Implementing the analytics platform required wrestling with data. In the past, without data, there was a void. Now, oftentimes, with too much data, there is still a void from the perspective of actionable insights. Mills knew that the three years of post-pandemic recruiting data, from 2022 to 2024, wouldn’t lend itself to a meaningful trend analysis on its own.
“Those three years of post-pandemic data were only going to show our three largest drops in the school’s history, almost 10% a year,” Mills says. “So, I also wanted to look at some pre-pandemic data where the school had a very different student body.” The team had to not only reach back to pre-pandemic data to understand the university’s traditional student markets, but also couple that with deep insights on individual student households and geographic patterns to get a more rounded picture of the landscape and how to get tactical in a way that students and their families have come to expect.
The project faced significant operational hurdles beyond just analyzing historical trends. Budget constraints had led to a voluntary retirement program that reduced the information technology team, leaving a small staff that was already stretched across basic operational maintenance tasks.
“The team that was left was really a skeleton crew that did everything they could do just to keep the wheels on,” Mills says. “Asking them to do additional work, though they wanted to do it, was difficult because they were so thinly staffed.” Having actionable insights became imperative in allowing Sonoma State’s team to move faster within their current environment.
Once operational, the analytics system enabled dramatically more effective recruitment campaigns. The platform analyzes variables such as grade point advantage, geographic location, and historical yield patterns to identify prospective students most likely to progress through the enrollment funnel from applicant to admission to actual enrollment.

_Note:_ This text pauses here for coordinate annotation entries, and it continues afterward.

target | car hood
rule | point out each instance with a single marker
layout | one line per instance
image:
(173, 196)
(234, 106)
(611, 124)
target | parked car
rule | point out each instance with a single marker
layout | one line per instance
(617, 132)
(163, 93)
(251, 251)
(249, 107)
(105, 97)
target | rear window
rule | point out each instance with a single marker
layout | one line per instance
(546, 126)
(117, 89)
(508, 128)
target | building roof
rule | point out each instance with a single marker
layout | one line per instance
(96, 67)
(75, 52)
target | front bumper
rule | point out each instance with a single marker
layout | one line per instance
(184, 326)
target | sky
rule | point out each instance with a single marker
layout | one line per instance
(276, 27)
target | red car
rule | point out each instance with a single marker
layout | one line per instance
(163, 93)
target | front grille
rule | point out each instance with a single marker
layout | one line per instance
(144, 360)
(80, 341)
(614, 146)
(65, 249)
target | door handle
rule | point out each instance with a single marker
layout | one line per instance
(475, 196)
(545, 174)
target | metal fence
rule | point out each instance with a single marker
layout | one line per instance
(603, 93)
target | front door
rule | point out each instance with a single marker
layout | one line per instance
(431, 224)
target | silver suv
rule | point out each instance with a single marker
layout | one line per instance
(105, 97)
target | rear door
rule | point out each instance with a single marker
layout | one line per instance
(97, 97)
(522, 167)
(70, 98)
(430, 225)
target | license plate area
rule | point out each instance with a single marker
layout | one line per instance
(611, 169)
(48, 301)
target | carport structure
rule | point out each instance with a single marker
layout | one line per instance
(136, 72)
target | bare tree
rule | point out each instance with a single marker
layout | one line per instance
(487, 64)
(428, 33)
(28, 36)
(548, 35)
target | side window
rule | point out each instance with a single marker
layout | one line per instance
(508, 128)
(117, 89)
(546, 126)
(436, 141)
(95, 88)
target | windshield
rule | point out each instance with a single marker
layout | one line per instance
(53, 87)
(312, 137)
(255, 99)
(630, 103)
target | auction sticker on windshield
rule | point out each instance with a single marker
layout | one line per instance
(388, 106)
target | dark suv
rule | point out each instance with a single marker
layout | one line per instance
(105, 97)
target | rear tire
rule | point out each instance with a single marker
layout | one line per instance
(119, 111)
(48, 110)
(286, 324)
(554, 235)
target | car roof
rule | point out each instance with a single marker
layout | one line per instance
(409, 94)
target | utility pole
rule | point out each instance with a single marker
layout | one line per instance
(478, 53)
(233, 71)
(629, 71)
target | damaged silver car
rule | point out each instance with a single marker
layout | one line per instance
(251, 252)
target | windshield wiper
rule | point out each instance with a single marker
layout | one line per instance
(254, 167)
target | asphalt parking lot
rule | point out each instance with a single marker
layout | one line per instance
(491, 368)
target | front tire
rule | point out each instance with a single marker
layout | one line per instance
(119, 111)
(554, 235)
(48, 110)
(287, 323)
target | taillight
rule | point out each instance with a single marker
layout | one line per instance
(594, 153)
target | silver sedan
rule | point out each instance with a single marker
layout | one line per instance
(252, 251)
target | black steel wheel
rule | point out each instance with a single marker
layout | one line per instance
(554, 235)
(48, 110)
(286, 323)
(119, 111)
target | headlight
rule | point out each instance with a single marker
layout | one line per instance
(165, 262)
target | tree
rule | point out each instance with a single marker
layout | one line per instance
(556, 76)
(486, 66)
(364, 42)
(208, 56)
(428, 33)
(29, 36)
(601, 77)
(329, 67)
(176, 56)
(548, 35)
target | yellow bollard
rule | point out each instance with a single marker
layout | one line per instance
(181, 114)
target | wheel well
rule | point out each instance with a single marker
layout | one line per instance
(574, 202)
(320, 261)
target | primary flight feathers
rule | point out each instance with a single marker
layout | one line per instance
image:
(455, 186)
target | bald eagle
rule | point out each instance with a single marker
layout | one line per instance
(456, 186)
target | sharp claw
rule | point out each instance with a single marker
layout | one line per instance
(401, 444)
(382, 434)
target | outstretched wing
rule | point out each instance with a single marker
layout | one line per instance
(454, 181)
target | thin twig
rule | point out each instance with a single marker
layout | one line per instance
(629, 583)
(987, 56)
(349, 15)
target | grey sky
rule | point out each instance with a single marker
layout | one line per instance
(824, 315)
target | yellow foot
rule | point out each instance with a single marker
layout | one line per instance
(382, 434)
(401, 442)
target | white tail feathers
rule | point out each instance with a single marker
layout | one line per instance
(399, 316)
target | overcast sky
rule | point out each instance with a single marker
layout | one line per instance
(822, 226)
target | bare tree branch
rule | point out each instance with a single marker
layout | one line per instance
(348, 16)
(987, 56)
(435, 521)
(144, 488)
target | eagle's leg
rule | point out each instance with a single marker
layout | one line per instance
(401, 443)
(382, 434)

One early success demonstrated the potential of integrating tactical insights at the individual level: When planning an event at College of Marin for transfer students, the team used the analytics tool to identify 200 prospects with high-yield probability scores rather than conducting broad outreach. “We did a calling campaign and we more than doubled the number of students that attended the event,” Mills says. “If we had just done an email blast to applicants from that area, we would never have had that success.”
The precision targeting proved essential given resource limitations. With recruitment staff also stretched thin, the university couldn’t afford inefficient broad-based campaigns. “You’re throwing a net in the ocean, and you don’t know if there are fish there or not,” Mills says. “You just can’t do the big-net approach anymore. You have to be strategic, and you need sophisticated tools to guide you.”

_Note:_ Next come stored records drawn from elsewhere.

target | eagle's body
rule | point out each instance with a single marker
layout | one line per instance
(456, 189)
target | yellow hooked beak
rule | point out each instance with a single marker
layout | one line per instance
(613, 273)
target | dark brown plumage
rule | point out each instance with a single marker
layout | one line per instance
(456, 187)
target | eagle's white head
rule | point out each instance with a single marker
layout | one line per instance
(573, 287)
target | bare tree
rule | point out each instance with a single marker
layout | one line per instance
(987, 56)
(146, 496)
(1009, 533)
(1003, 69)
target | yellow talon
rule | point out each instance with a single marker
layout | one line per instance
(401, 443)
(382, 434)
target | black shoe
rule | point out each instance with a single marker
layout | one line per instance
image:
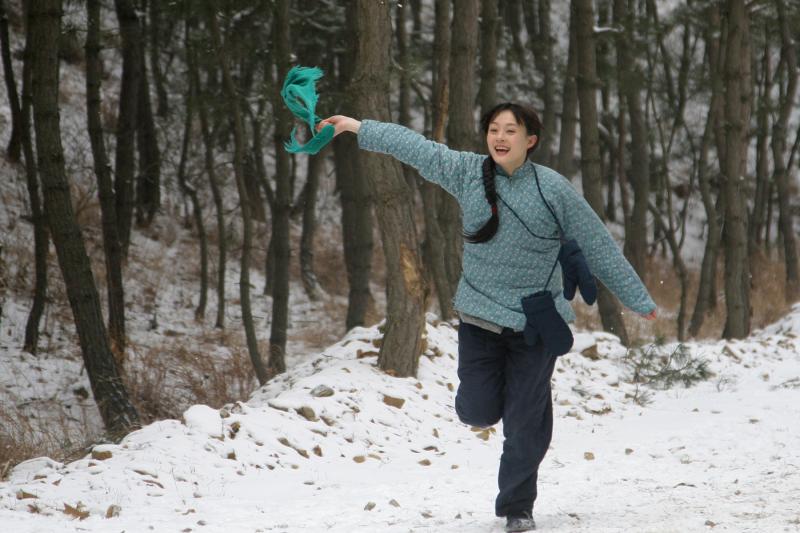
(523, 522)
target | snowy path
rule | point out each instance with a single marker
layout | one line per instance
(721, 456)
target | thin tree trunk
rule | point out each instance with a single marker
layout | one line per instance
(281, 45)
(216, 193)
(105, 187)
(405, 320)
(125, 158)
(148, 193)
(434, 244)
(737, 271)
(569, 107)
(189, 190)
(41, 237)
(244, 203)
(15, 141)
(487, 92)
(116, 410)
(781, 172)
(316, 164)
(635, 247)
(461, 123)
(355, 195)
(610, 314)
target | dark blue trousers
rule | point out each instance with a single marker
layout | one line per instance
(504, 378)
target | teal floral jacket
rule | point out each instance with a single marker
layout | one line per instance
(497, 274)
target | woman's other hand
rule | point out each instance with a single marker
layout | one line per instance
(340, 123)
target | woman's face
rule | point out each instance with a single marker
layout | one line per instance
(508, 141)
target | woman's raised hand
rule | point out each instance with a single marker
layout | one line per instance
(340, 123)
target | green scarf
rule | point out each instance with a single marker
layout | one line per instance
(299, 93)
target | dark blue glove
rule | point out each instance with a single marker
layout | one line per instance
(542, 320)
(575, 271)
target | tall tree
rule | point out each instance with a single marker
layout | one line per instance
(402, 344)
(630, 88)
(105, 188)
(116, 410)
(233, 100)
(590, 147)
(281, 45)
(780, 174)
(125, 158)
(15, 141)
(461, 122)
(355, 195)
(737, 268)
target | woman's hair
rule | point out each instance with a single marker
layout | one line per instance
(523, 115)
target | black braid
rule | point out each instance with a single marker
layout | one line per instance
(489, 229)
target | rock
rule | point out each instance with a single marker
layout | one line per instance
(308, 413)
(394, 402)
(321, 391)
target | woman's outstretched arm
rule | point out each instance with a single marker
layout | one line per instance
(435, 162)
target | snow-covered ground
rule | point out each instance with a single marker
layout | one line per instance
(336, 445)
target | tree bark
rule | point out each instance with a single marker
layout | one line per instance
(244, 203)
(41, 237)
(405, 321)
(105, 187)
(461, 124)
(116, 410)
(635, 248)
(434, 244)
(281, 45)
(610, 314)
(569, 107)
(487, 92)
(148, 193)
(13, 150)
(737, 269)
(781, 172)
(355, 196)
(125, 164)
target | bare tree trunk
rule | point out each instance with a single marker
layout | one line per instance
(125, 164)
(610, 313)
(569, 107)
(244, 202)
(434, 244)
(487, 92)
(15, 141)
(216, 193)
(737, 269)
(186, 188)
(780, 173)
(405, 320)
(281, 45)
(635, 248)
(461, 124)
(355, 196)
(41, 236)
(116, 410)
(105, 187)
(148, 193)
(316, 165)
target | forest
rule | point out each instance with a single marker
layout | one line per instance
(158, 236)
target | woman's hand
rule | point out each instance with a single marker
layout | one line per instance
(340, 123)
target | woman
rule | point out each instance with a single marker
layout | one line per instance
(514, 212)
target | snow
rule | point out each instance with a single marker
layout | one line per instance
(335, 444)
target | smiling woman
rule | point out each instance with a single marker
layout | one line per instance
(506, 359)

The success at Sonoma State has attracted system-wide attention as other CSU campuses face similar enrollment pressures.
“There’s a lot the CSU can do,” Mills says. “We are basically the main generator of the professional workforce in California.” The system is preparing to deliver recommendations to the Board of Trustees with “fairly bold things that I think we as a system can do that can transform strategic enrollment efforts.”
As enrollment pressures intensify across American higher education, predictive analytics platforms are becoming essential tools for institutional survival. The CSU System’s experience shows that even resource-constrained public universities can adopt sophisticated data-driven recruitment strategies if they’re willing to drop outdated assumptions about student recruitment in the modern era. While it will take a few years for Sonoma State to rebuild its enrollment, it is now much better positioned to use data to inform and enhance its strategic recruitment efforts.
The transformation from “If you build it, they will come” to precision-targeted recruitment represents more than just a tactical shift. It reflects higher education’s broader evolution from a seller’s market to one where institutions must actively compete for students using the same data-driven approaches that define success in other industries.